Brasil está entre os últimos no ranking global sobre cuidados paliativos
Foto: rawpixel.com para a Freepik

Brasil está entre os últimos no ranking global sobre cuidados paliativos

Estudo internacional aponta o País na 79ª posição entre 81 nações avaliadas; especialistas destacam desigualdades regionais e a urgência de mudanças estruturais e culturais

Compreender como o Brasil lida com os cuidados paliativos é olhar de perto para a forma como o Sistema Único de Saúde (SUS) gerencia o fim da vida da população. Segundo dados publicados em 2022, coletados em 2021, pelo The Journal of Pain and Symptom Management, o País ocupa a 79ª posição em um ranking global sobre a qualidade da morte e oferta de serviços paliativos, elaborado com base na opinião de 181 especialistas de 81 países.
 

A posição, nada confortável, revela fragilidades na atenção ao sofrimento de quem vive com doenças sem possibilidade de cura. Para a professora Marysia Mara Rodrigues do Prado de Carlo, do curso de Terapia Ocupacional da Faculdade de Medicina de Ribeirão Preto (FMRP) da USP, a colocação reflete um cenário preocupante, mas que precisa ser analisado sob a lente da complexidade brasileira. “Somos um país continental, com enormes diferenças regionais. A nota do Brasil representa uma média entre regiões em que os cuidados paliativos estão razoavelmente integrados ao SUS (Sistema Único de Saúde) e outras onde há completa ausência desses serviços. É um retrato de grandes vazios assistenciais”, afirma.

 

A especialista observa que as regiões mais desenvolvidas concentram maior disponibilidade de recursos, enquanto outras permanecem desassistidas. O desafio, segundo ela, vai além da estrutura: é também cultural. “É imprescindível que o processo de morrer seja compreendido como parte da vida. Precisamos inserir os cuidados paliativos como parte essencial da saúde, promovendo bem-estar enquanto houver vida, inclusive acolhendo as famílias no luto.”
 

Para avançar na oferta de cuidados de fim de vida, Marysia defende uma transformação ampla, que inclua financiamento, políticas públicas consistentes e articulação entre diferentes setores da sociedade. “Sem apoio financeiro e integração sistêmica os serviços não conseguem nascer ou se manter. As políticas precisam ampliar o acesso aos cuidados paliativos e garantir sua presença em todo o sistema de saúde.”
 

Ela reforça ainda que dar assistência a quem precisa de cuidados paliativos envolve mais do que tratar a dor física.
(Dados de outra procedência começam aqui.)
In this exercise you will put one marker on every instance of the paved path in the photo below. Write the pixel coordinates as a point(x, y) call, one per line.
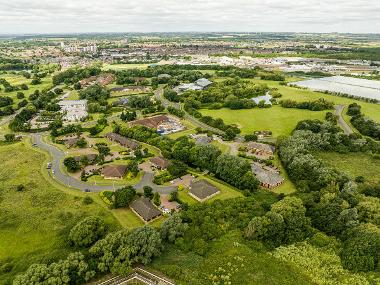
point(166, 103)
point(342, 123)
point(59, 175)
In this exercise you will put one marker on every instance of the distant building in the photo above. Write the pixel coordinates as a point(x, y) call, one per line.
point(73, 110)
point(202, 190)
point(160, 162)
point(200, 84)
point(144, 208)
point(266, 98)
point(268, 178)
point(123, 141)
point(261, 150)
point(113, 171)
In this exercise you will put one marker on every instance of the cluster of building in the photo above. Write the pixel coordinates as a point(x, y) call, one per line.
point(162, 123)
point(77, 48)
point(267, 176)
point(200, 84)
point(73, 110)
point(103, 80)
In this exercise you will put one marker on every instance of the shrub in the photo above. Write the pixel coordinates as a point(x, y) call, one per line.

É preciso abarcar o sofrimento emocional, social e espiritual, respeitando a dignidade de cada pessoa. “A intersetorialidade é o caminho para que todas essas dimensões sejam contempladas dentro dos princípios da humanização e da integralidade”, explica.
 

Marysia destaca que ter qualidade no processo de morte exige uma concepção mais ampla de saúde, que vá além do controle de sintomas. “É preciso garantir acesso a medicamentos, cuidado domiciliar, espaços de acolhimento digno e, principalmente, conforto emocional, apoio à família e à espiritualidade. Valorizar essas dimensões é essencial para oferecer um cuidado que realmente alivie o sofrimento.”
 

Para isso, é necessário preparar profissionais de todas as áreas da saúde, desde a graduação, para uma atuação integrada. “Os cuidados paliativos devem ser, por definição, interprofissionais. Nenhum profissional pode oferecê-los isoladamente. Todos devem estar preparados, técnica e humanamente, para essa missão.”
 

Apesar dos desafios que persistem desde a década de 1970, como falta de estrutura, de financiamento e de reconhecimento, há motivos para esperança. A publicação, em maio de 2024, da Política Nacional de Cuidados Paliativos (PNCP) trouxe um novo fôlego aos profissionais da área. “Com financiamento adequado, envolvimento da comunidade e profissionais capacitados, tanto técnica como humanamente, é possível melhorar a vida e o processo de morte de todos nós”, conclui a professora.